Uppsala Multidisciplinary Center for Advanced Computational Science

Blast databases

Many pipelines involving annotation/assembly comparison involve BLAST (http://blast.ncbi.nlm.nih.gov/Blast.cgi). Several blast versions are available as modules, e.g.:

  • blast/2.2.31+ (the Blast+ suite, recommended)
  • blast/2.2.26

Use module spider blast (on milou) or module avail blast (on tintin, after module load bioinfo-tools) to see available versions.

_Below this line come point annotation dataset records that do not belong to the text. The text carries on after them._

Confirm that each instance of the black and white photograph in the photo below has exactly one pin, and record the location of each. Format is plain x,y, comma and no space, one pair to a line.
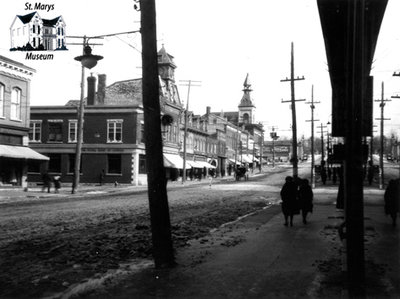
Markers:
199,149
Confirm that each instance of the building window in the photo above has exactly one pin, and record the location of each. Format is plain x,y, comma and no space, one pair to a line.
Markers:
35,131
114,129
16,103
114,164
142,164
142,132
55,131
72,130
54,162
71,163
33,166
2,100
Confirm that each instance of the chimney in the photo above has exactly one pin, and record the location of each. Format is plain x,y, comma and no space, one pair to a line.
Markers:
101,89
91,90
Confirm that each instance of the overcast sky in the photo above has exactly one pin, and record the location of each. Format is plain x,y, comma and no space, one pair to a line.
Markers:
216,42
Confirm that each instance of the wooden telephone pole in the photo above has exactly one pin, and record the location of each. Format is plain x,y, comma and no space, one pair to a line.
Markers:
382,119
157,183
293,107
188,83
312,120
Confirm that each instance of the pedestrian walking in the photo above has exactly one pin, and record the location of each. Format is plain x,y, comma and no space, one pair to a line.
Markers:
57,183
101,177
323,175
289,200
305,197
334,176
392,198
46,180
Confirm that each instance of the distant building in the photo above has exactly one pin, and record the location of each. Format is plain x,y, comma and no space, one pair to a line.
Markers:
15,155
243,135
39,33
113,136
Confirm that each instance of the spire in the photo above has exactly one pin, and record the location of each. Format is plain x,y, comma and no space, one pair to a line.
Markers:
247,83
246,98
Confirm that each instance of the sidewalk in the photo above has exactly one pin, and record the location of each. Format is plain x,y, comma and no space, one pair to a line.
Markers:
258,257
8,194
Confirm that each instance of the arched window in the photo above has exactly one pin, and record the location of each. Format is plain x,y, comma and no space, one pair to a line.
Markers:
2,88
16,103
245,118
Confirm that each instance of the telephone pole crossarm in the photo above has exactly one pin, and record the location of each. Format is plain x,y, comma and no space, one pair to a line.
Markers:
292,79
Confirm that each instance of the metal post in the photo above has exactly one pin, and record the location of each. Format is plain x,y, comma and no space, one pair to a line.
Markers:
185,136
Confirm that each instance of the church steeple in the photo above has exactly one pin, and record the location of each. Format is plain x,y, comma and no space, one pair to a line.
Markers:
166,65
246,106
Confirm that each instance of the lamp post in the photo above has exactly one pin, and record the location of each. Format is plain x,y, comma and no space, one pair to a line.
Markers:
88,60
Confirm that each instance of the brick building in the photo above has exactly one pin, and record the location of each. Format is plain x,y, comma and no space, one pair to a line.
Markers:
15,155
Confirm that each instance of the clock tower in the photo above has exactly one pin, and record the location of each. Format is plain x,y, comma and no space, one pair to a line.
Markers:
166,66
246,107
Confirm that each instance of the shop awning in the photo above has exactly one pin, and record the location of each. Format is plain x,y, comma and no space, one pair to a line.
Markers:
195,164
205,164
20,152
233,161
246,159
174,161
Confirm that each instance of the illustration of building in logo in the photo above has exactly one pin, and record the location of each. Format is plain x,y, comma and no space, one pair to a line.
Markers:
31,32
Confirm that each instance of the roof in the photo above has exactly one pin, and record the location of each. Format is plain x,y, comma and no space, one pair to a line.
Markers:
51,23
124,92
165,58
16,63
27,18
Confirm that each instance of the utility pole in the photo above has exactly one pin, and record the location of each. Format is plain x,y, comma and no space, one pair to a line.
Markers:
322,127
274,137
89,61
293,107
188,83
312,106
261,149
397,97
81,108
382,119
157,183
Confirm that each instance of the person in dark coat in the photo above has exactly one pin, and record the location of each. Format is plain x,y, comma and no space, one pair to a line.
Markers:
392,198
46,182
57,183
305,199
289,199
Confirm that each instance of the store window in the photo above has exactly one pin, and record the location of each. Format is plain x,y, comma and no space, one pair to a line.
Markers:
142,164
55,131
114,129
114,164
16,103
54,162
35,131
72,130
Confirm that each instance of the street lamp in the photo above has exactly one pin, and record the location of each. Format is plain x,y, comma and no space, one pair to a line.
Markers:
88,60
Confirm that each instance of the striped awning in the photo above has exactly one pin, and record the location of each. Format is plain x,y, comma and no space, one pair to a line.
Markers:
174,161
20,152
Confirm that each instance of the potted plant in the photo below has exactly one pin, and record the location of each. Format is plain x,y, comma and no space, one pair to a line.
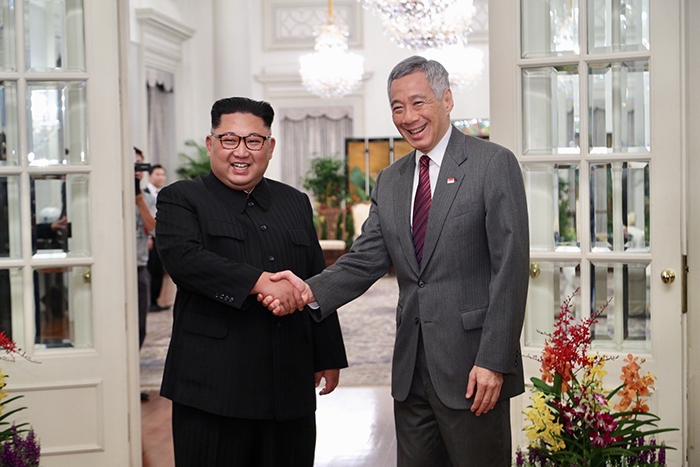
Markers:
327,182
574,420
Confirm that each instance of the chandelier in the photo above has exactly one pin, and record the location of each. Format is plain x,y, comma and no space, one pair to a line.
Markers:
331,71
465,65
424,24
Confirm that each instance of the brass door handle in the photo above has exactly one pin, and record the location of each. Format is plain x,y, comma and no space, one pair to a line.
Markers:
668,276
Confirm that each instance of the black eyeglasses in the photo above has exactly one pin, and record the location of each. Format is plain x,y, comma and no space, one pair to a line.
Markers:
253,142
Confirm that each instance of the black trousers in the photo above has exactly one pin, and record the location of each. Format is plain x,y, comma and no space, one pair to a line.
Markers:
202,439
430,434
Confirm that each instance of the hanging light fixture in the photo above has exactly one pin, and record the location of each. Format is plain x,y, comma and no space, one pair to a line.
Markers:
464,64
424,24
331,71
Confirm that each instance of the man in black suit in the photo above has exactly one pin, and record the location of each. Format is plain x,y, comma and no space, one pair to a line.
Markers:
241,379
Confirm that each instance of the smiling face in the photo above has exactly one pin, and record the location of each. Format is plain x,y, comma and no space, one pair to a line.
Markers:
240,168
421,117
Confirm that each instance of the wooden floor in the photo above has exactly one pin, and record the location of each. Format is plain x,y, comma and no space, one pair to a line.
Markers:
355,428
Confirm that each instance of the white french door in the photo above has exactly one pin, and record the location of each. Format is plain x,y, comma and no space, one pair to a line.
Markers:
62,243
587,94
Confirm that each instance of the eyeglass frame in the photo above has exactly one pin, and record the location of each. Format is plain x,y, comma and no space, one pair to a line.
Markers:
241,138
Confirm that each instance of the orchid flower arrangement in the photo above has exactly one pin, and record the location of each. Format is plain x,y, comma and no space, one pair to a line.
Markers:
18,445
573,421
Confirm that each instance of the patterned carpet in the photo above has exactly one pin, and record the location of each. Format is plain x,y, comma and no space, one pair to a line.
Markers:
368,328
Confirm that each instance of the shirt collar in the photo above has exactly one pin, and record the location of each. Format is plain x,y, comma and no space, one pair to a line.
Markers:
438,152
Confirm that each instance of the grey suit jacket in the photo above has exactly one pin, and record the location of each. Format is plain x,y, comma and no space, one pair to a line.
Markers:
468,296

In addition, blast databases (ftp://ftp.ncbi.nih.gov/blast/db/README) are available on uppmax, at

/sw/data/uppnex/blast_databases

Ideally they are updated once a week.

At the moment, the following databases are available in this location:

  • nr
  • nt
  • refseq_rna
  • refseq_protein
  • refseq_genomic
  • human_genomic
  • other_genomic
  • swissprot
  • uniprot_sprot
  • uniprot_trembl
  • uniprot_all
  • env_nr
  • wgs
  • pdbaa
  • UniVec and UniVec_Core (as Fasta files)
  • taxdb

To use those databases, it is possible either to specify their location in the blast command:

blastp -db /sw/data/uppnex/blast_databases/nr -query input.fasta (with Blast+)

blastall -p blastp -d /sw/data/uppnex/blast_databases/nr -i input.fasta (with Blast)

It is also possible to define an environment variable to store the default location of the blast databases, and then to indicate the name of the database only:

export BLASTDB=/sw/data/uppnex/blast_databases
blastp -db nr -query input.fasta

The first line of this snippet can be placed in your file ~/.bash_profile or ~/.bashrc to avoid declaring it at each session.